For those living in states that already recognized same-sex marriage, the ruling may not result in recognizable changes right off the bat. But for those in states that previously did not recognize same-sex marriage, or for those who may have been planning to move to another state now or in the future, the court’s decision is likely to be a real game-changer.
Back in 2014, we wrote a piece outlining many of the financial effects that could play out as a result of the Supreme Court’s 2013 ruling striking down the federal Defense of Marriage Act. That ruling left in its wake a patchwork of laws on a wide array of financial issues — tax filing status, beneficiary designations, and gift and estate tax exemptions, just to name a few. How a couple dealt with these issues depended heavily on the state where they lived.
Prior to the most recent Supreme Court ruling, same-sex married couples living in one of the 14 states that did not recognize their marriage were routinely forced to prepare two sets of federal income tax returns. First, they would complete their federal returns as married. Then a couple had to fill out “dummy” returns as two single individuals so they could complete their state tax returns.

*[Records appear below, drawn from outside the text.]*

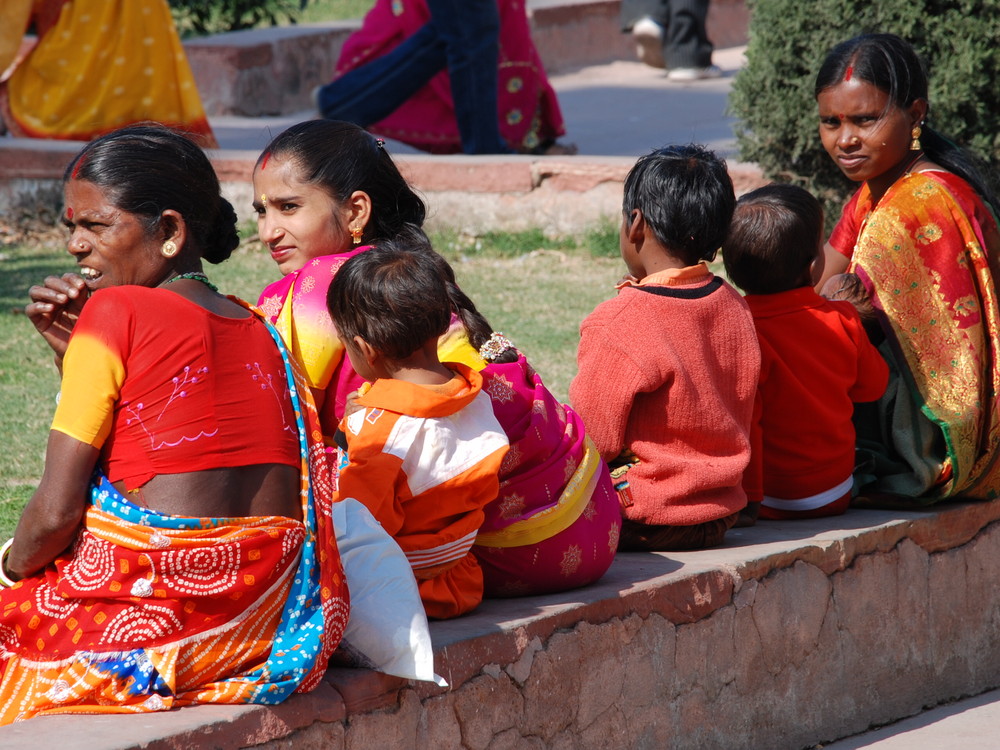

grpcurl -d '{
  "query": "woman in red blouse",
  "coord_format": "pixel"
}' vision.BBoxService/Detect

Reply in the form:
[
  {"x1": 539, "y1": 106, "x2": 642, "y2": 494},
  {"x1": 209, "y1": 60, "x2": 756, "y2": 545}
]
[{"x1": 0, "y1": 126, "x2": 348, "y2": 724}]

Additionally, couples in these states could not receive spousal benefits for Social Security, were often denied spousal and survivor benefits for employer-provided retirement and health plans, and often had to deal with potentially major estate-tax implications since they could not inherit all the assets of a deceased spouse tax-free, as “traditionally” married spouses could.
To deal with these different sets of standards, financial advisors, estate planning attorneys and tax professionals had to cobble together elaborate strategies just to execute the most basic planning directives for their same-sex couple clients.
The justices’ ruling should put an end to the need for much of this complicated (and costly) planning work by standardizing laws across all states for all married couples. Married same-sex couples will now be able to take advantage of all the benefits and financial strategies that have been available to opposite-sex couples for years.
As we have seen with major cultural changes in the past, there will undoubtedly be saber-rattling and challenges from the opponents of this ruling, but it is clearly a win for equality, both socially and economically. And while it makes perfect sense that those who have waited so long for this day to arrive might not have tax strategies, financial plans and estate plans foremost on their minds, once the jubilation has worn off a bit, they would be well advised to revisit those plans to make sure they are taking full advantage of the benefits they now enjoy as fully recognized married couples.